[Deploy] Remove unnecessary logic; Rename readiness check function; Forbidden user level control of host post.

Raphael-Jin · Raphael-Jin · commit e0ad9b5bef5b · 2024-06-11T16:10:10.000-07:00
diff --git a/python/fedml/computing/scheduler/model_scheduler/device_model_deployment.py b/python/fedml/computing/scheduler/model_scheduler/device_model_deployment.py
@@ -68,6 +68,7 @@ def start_deployment(end_point_id, end_point_name, model_id, model_version,
     num_gpus = gpu_per_replica
     gpu_ids, gpu_attach_cmd = None, ""
 
+    # Concatenate the model name
     running_model_name = ClientConstants.get_running_model_name(
         end_point_name, inference_model_name, model_version, end_point_id, model_id, edge_id=edge_id)
 
@@ -77,6 +78,7 @@ def start_deployment(end_point_id, end_point_name, model_id, model_version,
         config = yaml.safe_load(file)
 
         # Resource related
+        inference_type = "default"
         use_gpu = config.get('use_gpu', True)

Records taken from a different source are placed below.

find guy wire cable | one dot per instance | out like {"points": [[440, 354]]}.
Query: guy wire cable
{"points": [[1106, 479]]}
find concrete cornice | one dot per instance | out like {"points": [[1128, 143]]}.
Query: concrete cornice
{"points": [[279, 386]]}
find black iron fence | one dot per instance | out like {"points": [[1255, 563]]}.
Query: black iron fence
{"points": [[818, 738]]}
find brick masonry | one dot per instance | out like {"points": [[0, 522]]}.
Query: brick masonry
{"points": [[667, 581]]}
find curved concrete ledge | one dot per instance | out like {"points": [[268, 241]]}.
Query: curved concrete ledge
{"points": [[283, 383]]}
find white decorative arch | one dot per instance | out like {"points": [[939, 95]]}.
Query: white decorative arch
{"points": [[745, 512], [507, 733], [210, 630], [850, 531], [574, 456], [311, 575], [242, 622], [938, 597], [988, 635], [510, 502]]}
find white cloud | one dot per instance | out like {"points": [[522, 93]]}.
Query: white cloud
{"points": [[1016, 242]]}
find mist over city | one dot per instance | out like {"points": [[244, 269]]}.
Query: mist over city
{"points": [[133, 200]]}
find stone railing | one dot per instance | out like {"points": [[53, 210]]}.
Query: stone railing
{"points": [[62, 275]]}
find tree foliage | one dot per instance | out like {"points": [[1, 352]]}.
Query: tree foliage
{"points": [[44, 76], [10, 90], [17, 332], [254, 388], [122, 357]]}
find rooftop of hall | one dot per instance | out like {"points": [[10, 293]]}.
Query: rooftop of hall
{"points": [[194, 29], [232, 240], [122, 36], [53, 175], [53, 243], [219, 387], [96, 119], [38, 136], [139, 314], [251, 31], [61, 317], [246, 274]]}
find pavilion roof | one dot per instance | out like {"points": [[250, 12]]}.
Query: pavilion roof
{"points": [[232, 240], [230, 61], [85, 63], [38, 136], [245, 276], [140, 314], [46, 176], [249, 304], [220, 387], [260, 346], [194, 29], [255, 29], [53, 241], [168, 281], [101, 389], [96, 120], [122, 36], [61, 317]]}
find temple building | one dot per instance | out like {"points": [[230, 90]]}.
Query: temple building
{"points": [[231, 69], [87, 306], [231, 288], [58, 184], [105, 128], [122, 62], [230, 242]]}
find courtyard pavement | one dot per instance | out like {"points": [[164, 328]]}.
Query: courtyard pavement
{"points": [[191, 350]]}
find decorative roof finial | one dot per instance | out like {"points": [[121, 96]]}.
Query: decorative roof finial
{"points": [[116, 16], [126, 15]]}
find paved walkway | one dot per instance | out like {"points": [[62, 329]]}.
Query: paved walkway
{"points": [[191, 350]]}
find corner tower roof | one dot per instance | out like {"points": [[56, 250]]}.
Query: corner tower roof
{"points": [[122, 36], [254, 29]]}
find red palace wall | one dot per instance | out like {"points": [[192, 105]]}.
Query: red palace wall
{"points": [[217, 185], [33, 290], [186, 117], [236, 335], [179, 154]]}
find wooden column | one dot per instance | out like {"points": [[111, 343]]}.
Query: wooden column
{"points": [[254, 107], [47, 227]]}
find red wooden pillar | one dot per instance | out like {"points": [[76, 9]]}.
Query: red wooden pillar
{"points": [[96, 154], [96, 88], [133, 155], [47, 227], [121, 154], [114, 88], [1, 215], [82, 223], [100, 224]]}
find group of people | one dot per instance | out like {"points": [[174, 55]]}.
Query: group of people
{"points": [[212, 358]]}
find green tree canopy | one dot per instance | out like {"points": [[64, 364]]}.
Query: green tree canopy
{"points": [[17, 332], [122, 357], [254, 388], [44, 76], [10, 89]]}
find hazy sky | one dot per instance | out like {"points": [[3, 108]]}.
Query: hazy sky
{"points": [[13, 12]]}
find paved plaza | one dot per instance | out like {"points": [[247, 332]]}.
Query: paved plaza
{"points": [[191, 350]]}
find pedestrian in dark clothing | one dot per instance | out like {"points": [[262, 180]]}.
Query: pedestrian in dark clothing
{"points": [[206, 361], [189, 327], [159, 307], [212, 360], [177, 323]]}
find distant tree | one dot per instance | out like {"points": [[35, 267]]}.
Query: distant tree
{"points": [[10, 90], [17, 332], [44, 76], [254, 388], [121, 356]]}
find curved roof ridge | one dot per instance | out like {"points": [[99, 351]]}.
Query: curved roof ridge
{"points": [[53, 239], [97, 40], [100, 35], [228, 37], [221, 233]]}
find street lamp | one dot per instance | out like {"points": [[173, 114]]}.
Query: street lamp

         num_gpus_frm_yml = config.get('num_gpus', None)
         if not use_gpu:
@@ -85,9 +87,7 @@ def start_deployment(end_point_id, end_point_name, model_id, model_version,
             if num_gpus_frm_yml is not None:
                 num_gpus = int(num_gpus_frm_yml)
         usr_indicated_wait_time = config.get('deploy_timeout', 900)
-        usr_indicated_worker_port = config.get('worker_port', "")
-        if usr_indicated_worker_port == "":
-            usr_indicated_worker_port = os.environ.get("FEDML_WORKER_PORT", "")
+        usr_indicated_retry_cnt = max(int(usr_indicated_wait_time) // 10, 1)
         shm_size = config.get('shm_size', None)
         storage_opt = config.get('storage_opt', None)
         tmpfs = config.get('tmpfs', None)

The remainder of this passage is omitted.